My 125G came with 2 All-Glass 36" single bulb florescent (72" tank). The bulbs are Aqua Ray F30WT8-AR-FS for Fresh or Saltwater. Can't find much about these bulbs.

I am not currently even considering going to live plants so that isn't an issue; although, depending on what if anything I do I might want to leave that option on the table. I know some of this lighting stuff is just personal preference but I am wondering what some of your experiences have been like.

What is too little lighting and what is over kill in your opinion? I have heard some suggest Tropheus are fine with just basic lighting. The only issues I can come up with for lighting are algae growth (I'm all for green algae) and fish color. Or maybe is the question more of a bulb choice than a fixture question?

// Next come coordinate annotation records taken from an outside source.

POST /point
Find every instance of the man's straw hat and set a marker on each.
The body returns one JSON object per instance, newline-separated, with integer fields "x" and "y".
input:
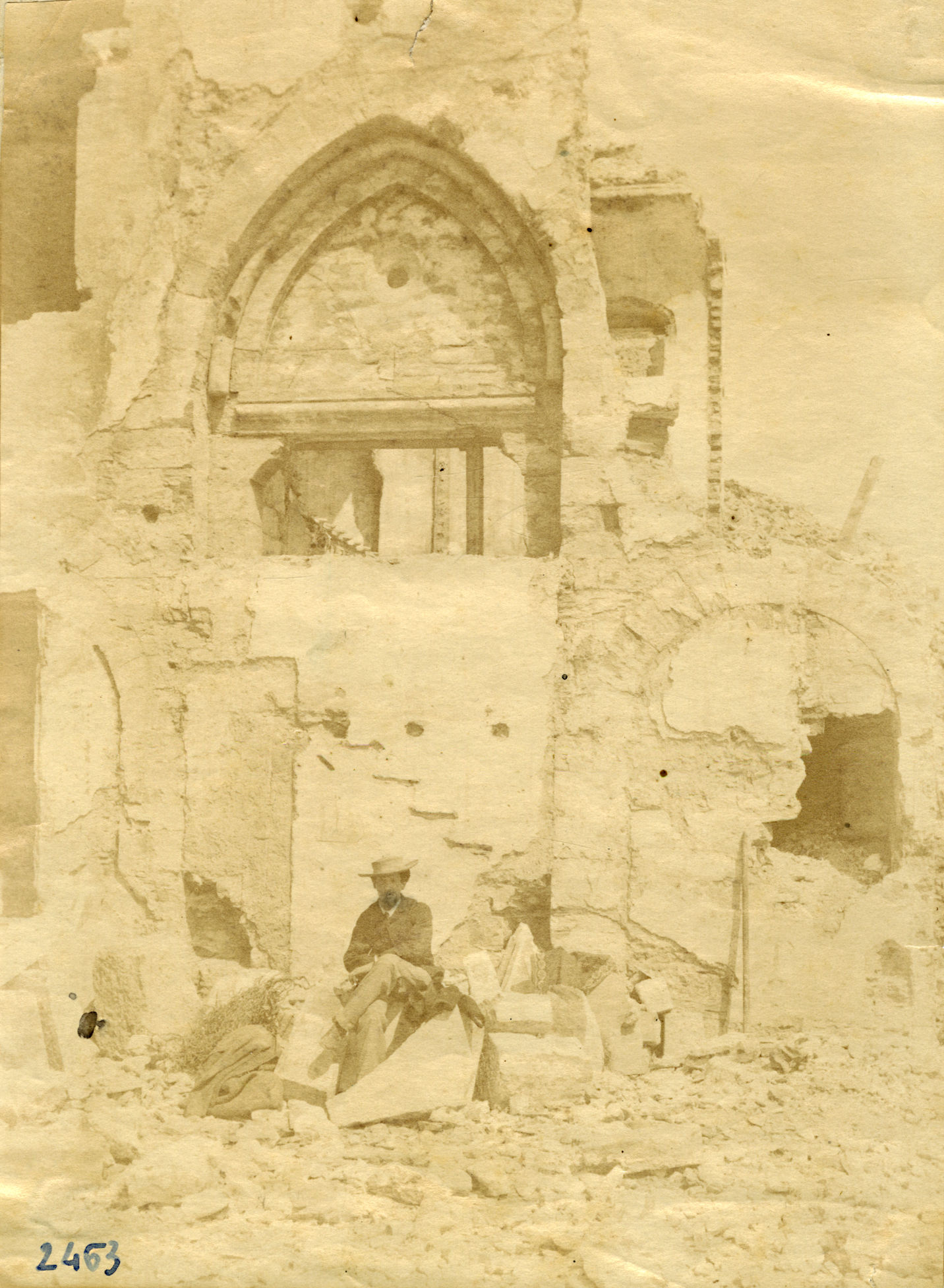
{"x": 387, "y": 867}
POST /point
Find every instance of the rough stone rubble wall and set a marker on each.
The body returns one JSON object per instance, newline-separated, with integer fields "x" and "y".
{"x": 254, "y": 720}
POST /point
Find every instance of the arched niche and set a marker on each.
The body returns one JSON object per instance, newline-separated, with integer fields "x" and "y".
{"x": 390, "y": 306}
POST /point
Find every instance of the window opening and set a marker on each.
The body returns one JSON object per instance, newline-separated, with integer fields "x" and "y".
{"x": 848, "y": 811}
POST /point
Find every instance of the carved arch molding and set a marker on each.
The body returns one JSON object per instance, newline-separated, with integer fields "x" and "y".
{"x": 390, "y": 298}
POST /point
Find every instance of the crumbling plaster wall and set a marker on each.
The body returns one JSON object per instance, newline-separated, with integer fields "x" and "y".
{"x": 692, "y": 675}
{"x": 164, "y": 653}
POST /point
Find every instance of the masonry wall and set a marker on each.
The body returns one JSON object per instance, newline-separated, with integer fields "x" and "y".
{"x": 580, "y": 740}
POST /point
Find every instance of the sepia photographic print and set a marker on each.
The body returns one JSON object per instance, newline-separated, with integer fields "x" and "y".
{"x": 472, "y": 702}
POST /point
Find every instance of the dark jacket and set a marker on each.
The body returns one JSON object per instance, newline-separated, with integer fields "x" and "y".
{"x": 407, "y": 931}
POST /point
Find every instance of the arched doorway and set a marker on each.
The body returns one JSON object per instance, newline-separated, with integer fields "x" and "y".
{"x": 392, "y": 325}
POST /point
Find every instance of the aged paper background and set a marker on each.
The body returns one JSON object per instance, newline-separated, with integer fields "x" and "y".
{"x": 504, "y": 440}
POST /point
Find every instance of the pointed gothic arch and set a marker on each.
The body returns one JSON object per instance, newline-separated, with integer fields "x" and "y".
{"x": 390, "y": 299}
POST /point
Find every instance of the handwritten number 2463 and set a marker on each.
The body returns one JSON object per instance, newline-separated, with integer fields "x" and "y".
{"x": 90, "y": 1256}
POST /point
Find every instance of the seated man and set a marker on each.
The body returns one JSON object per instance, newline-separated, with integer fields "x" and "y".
{"x": 390, "y": 953}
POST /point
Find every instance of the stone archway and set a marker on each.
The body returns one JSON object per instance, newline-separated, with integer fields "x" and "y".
{"x": 390, "y": 302}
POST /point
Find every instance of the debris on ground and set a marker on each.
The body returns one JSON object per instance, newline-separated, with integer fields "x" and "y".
{"x": 759, "y": 1162}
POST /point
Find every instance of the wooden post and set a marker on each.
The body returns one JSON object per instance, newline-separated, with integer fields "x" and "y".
{"x": 745, "y": 941}
{"x": 868, "y": 482}
{"x": 441, "y": 500}
{"x": 474, "y": 500}
{"x": 732, "y": 973}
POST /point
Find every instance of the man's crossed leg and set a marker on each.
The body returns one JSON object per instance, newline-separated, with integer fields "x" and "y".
{"x": 374, "y": 1005}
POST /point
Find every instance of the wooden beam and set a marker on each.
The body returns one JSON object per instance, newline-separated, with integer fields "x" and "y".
{"x": 474, "y": 500}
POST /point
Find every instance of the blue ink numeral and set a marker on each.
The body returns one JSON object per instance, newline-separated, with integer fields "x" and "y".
{"x": 92, "y": 1259}
{"x": 47, "y": 1250}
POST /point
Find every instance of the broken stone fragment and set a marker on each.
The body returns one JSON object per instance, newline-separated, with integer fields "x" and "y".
{"x": 519, "y": 962}
{"x": 166, "y": 1175}
{"x": 652, "y": 1147}
{"x": 483, "y": 980}
{"x": 540, "y": 1069}
{"x": 653, "y": 993}
{"x": 307, "y": 1070}
{"x": 434, "y": 1068}
{"x": 608, "y": 1270}
{"x": 490, "y": 1180}
{"x": 523, "y": 1012}
{"x": 448, "y": 1174}
{"x": 628, "y": 1054}
{"x": 683, "y": 1034}
{"x": 144, "y": 987}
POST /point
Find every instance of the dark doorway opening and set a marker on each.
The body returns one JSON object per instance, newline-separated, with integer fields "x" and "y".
{"x": 216, "y": 923}
{"x": 848, "y": 813}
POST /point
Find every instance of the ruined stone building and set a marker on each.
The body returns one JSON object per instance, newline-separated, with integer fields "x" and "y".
{"x": 363, "y": 495}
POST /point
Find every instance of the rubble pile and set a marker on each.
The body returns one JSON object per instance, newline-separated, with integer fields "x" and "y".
{"x": 749, "y": 1163}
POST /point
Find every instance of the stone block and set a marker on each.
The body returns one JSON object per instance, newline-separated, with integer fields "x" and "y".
{"x": 434, "y": 1068}
{"x": 169, "y": 1174}
{"x": 144, "y": 985}
{"x": 653, "y": 993}
{"x": 310, "y": 1122}
{"x": 610, "y": 1003}
{"x": 638, "y": 1150}
{"x": 605, "y": 1269}
{"x": 523, "y": 1012}
{"x": 483, "y": 980}
{"x": 574, "y": 1018}
{"x": 628, "y": 1054}
{"x": 683, "y": 1035}
{"x": 490, "y": 1180}
{"x": 518, "y": 966}
{"x": 543, "y": 1069}
{"x": 307, "y": 1072}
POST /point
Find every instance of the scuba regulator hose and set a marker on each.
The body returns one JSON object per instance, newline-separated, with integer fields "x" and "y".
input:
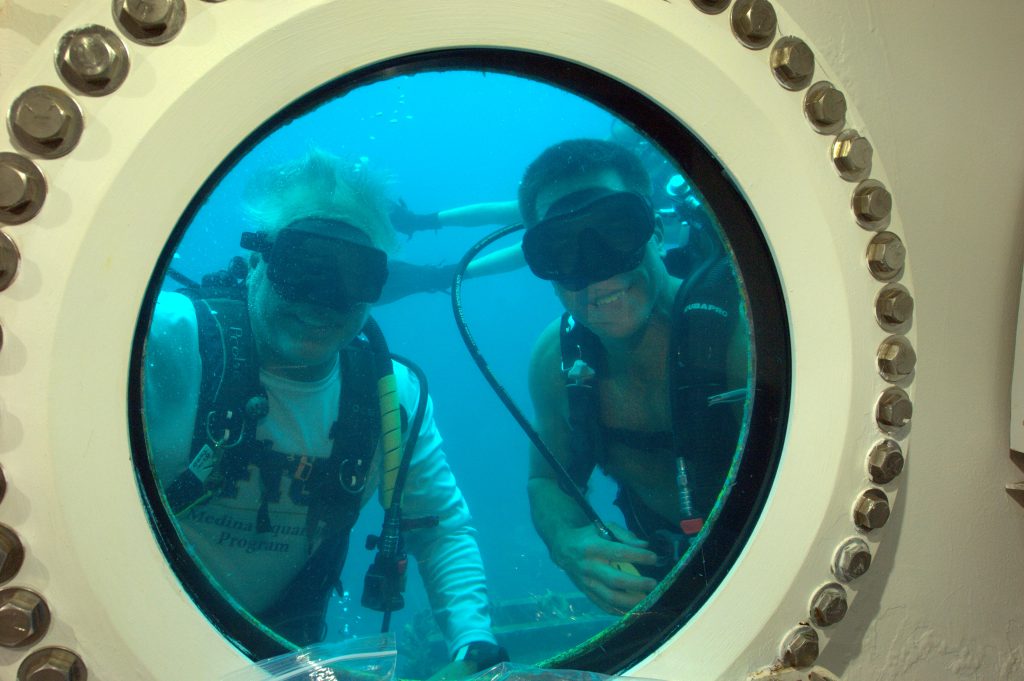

So, do I need to consider bigger more expensive lighting fixtures, different bulbs or am I fine where I am?

Thanks for playing!

Jim


----------



## BillD (May 17, 2005)

Bigger more expensive lights won't necessarily get what you want. There are a number of considerations when you look at lighting. Light output normally given in lumens, colour temp in Kelvin degrees, And CRI (Colour Rendition Index.)
The higher the lumen output the brighter the light will appear. Sunlight on the ocean at the equator at noon has a colour temp around 5500 K. A tube in the 5000K range will appear close to this. Daylight tubes of 6500K are closer to early morning or afternoon light, and tend to be whiter or more bluish than 5000K lights. Daylight tubes are favoured by many aquarists. CRI may be the most important as sunlight has a CRI of 100, and we accept the colours visible under sunlight to be the true colous. The higher the CRI, the more natural or true the colour will be rendered. 
So, if you want to grow algae, any tube or bulb will do that. If you want to see true colours get a tube with a high CRI.
As far as lumen ratings, there can be quite a variance in similar tubes. For example a T12 40W tube in most colours/types has a lumen rating of around 2400 to 2600. A Plant and Aquarium light which tends to look pinkish has a lumen rating of around 1800, and a tri phospher such as Philips Ultralume has 3300 lumens. All use 40 watts but produce significantly different light outputs. 
In you particular setup, the lighting is what I would call a little on the low side. if you aren't growing plants you don't need high end lighting. In fact, even growing plants you don't need high end lighting. my prefernce is for tubes in the 5000K area, that can be bought cheaply at places like Home Depot. That means T8, which is what you have. I am guessing that if you had 4 of the tubes you have now, you would have satisfactory light. You could add a 48" shop light in the center of the tank to supplement what you have. A fixture can be bought for $15 or less, and tubes are about $4 each. you can also mix various tubes for different effects, or to better round out what you want to see. Hope this helps.


----------



## Piper (Mar 3, 2011)

WOW - good info thanks for the response.

Jim


----------



## BillD (May 17, 2005)

Everyone one seems to have a different opinion on how lighting should look, and the human eye seems to work differently in different people. I look for the cheapest way to do the job. You can light a tank well and economically. 
If you were to get a cheap shop light, some are more than narrow enough to fit inside a section of vinyl eaves trough which can be painted to match the aquarium trim. That gets rid of the shop light look, cheaply.


----------



## londonloco (Mar 31, 2011)

I've seen house gutter material used for lighting housing, it looked pretty good (not sure if this is what you meant by "a section of vinyl eaves)".


----------



## BillD (May 17, 2005)

You take a section of white vinyl eaves trough which usually comes in 10 or 12 foot lengths, cut a piece to length you want, and add end caps. You now have a closed box which you can mount the light fixture in. A few holes drilled to allow heat to escape and then paint the trough whatever colour you want. You could used a colored trough but then you wouldn't have the white inside, which is preferable.


----------